Search code examples
rlubridate

Conversion error using the parse_date_time() function of lubridate in R


Using lubridate's function parse_date_time() in R to convert character strings of dates into date class for the vector

x <- c("12 April, 1971", "2015-12-20", "21/08/2021", "06/23/97", "Oct 10, 2010")

I get the first element as "1971-12-19 UTC" instead of "1971-04-12 UTC". Here is the code used with the parse_date_time function:

dates <- parse_date_time(x, orders = c("d B, Y", "Y-m-d", "d/m/Y", "m/d/y", "b d, Y"))


> dates
[1] "1971-12-19 UTC" "2015-12-20 UTC" "2021-08-21 UTC" "1997-06-23 UTC" "2010-10-10 UTC"

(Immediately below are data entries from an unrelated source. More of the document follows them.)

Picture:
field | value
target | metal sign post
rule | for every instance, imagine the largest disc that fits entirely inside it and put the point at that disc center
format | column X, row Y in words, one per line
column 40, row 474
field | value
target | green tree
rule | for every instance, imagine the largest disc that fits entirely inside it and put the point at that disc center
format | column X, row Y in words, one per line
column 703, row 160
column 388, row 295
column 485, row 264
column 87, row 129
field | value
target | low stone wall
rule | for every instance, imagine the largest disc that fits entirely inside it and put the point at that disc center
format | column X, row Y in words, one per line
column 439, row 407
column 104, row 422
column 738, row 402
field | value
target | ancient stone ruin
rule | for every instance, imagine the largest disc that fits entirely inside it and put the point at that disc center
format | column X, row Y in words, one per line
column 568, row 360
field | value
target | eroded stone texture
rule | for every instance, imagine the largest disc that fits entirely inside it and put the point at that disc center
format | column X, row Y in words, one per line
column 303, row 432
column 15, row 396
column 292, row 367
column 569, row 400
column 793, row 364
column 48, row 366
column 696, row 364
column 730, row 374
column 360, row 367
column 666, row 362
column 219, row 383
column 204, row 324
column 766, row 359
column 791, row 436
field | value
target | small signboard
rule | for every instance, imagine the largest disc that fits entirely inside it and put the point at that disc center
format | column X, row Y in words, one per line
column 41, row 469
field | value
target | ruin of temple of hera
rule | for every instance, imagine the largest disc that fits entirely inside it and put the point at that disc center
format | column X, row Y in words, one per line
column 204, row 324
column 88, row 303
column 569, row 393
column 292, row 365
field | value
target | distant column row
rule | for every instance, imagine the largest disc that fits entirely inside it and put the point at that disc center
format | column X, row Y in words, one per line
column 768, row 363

I also tried R base function as.Date() and got the same error.


Solution

  • You can leave out the training part which takes care of the order by analysing the vector, sometimes that doesn't lead to the right results. Keep in mind that the results vary once the data changes.

    library(lubridate)
    
    parse_date_time(x, 
      orders = c("d b, Y", "Y-m-d", "d/m/Y", "m/d/y", "b d, Y"), train=F)
    [1] "1971-04-12 UTC" "2015-12-20 UTC" "2021-08-21 UTC" "1997-06-23 UTC"
    [5] "2010-10-10 UTC"
    

    According to the docs, this still does some guessing. To completely turn off training and guessing, this should work, too (notice the added % with exact=T)

    parse_date_time(x, 
      orders = c("%d %B, %Y", "%Y-%m-%d", "%d/%m/%Y", "%m/%d/%y", "%b %d, %Y"), exact=T)
    

    Regarding when to use training (and guessing), like the wording might suggest, may depend on your data set. If you know you only have some rare odd format sparsely spread throughout the data training might be able to detect these without setting the right order at first. You will have to run tests to get infos about the performance of the training no matter what.

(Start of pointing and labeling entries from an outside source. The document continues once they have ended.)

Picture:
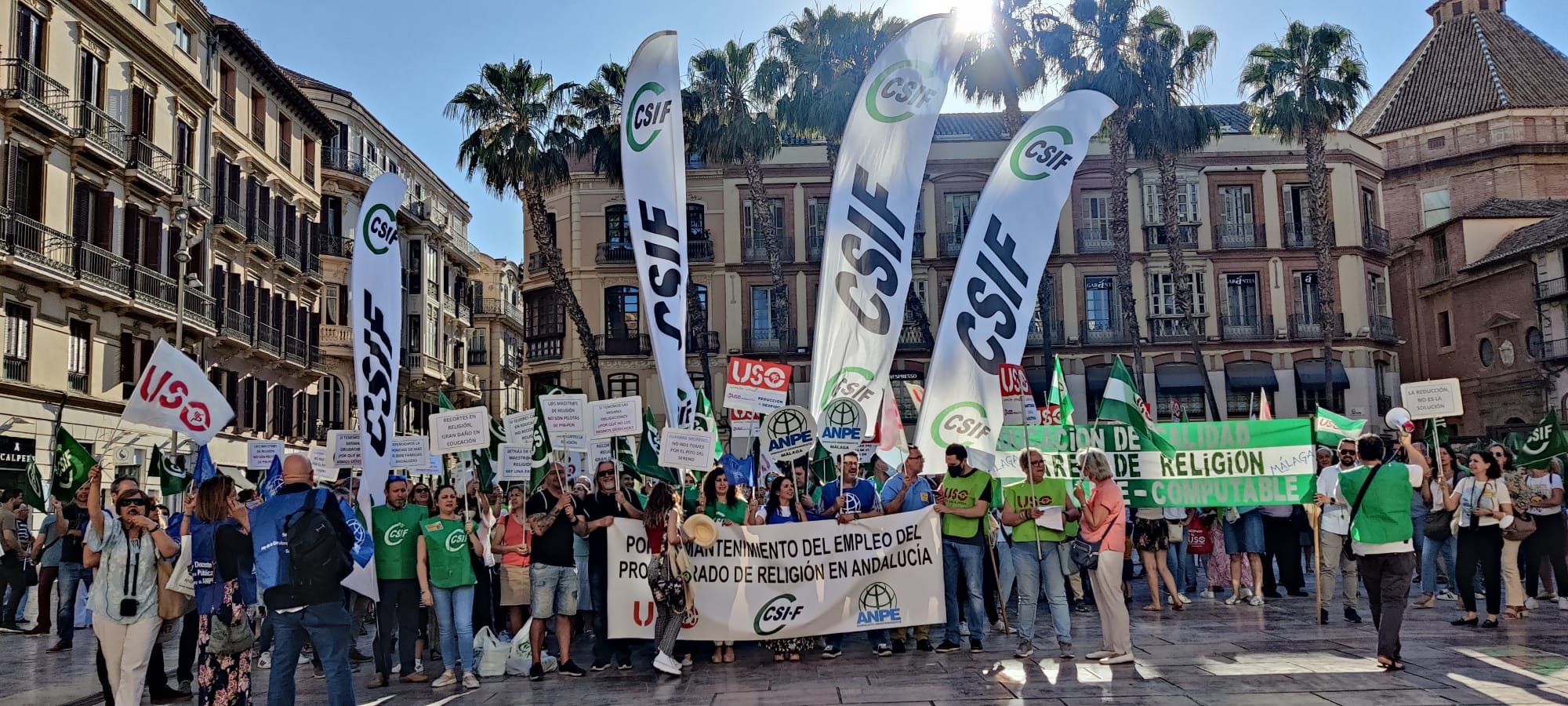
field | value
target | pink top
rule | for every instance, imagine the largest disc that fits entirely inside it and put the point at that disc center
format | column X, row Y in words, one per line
column 1108, row 495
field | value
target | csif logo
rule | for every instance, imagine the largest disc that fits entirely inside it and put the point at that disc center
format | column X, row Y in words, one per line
column 901, row 90
column 650, row 115
column 1037, row 156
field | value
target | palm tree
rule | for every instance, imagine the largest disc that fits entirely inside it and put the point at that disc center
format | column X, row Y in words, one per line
column 1301, row 90
column 1164, row 128
column 523, row 137
column 731, row 125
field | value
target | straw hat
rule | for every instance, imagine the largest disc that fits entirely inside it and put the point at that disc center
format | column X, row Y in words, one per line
column 702, row 531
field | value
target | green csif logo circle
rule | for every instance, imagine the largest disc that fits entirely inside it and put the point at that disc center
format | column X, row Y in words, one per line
column 1036, row 158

    Why can training be wrong?

    If you have a limited/small data set the initially set priorities can be the wrong guess which will lead to false orders. Like said in the beginning, this will change once the data grows. Unfortunately there will be no definitive threshold where training will lead to 100% correct results.


    A base R as.Date approach

    lapply(x, as.Date, 
      tryFormats = c("%d %B, %Y", "%Y-%m-%d", "%d/%m/%Y", "%m/%d/%y", "%b %d, %Y"))
    [[1]]
    [1] "1971-04-12"
    
    [[2]]
    [1] "2015-12-20"
    
    [[3]]
    [1] "2021-08-21"
    
    [[4]]
    [1] "1997-06-23"
    
    [[5]]
    [1] "2010-10-10"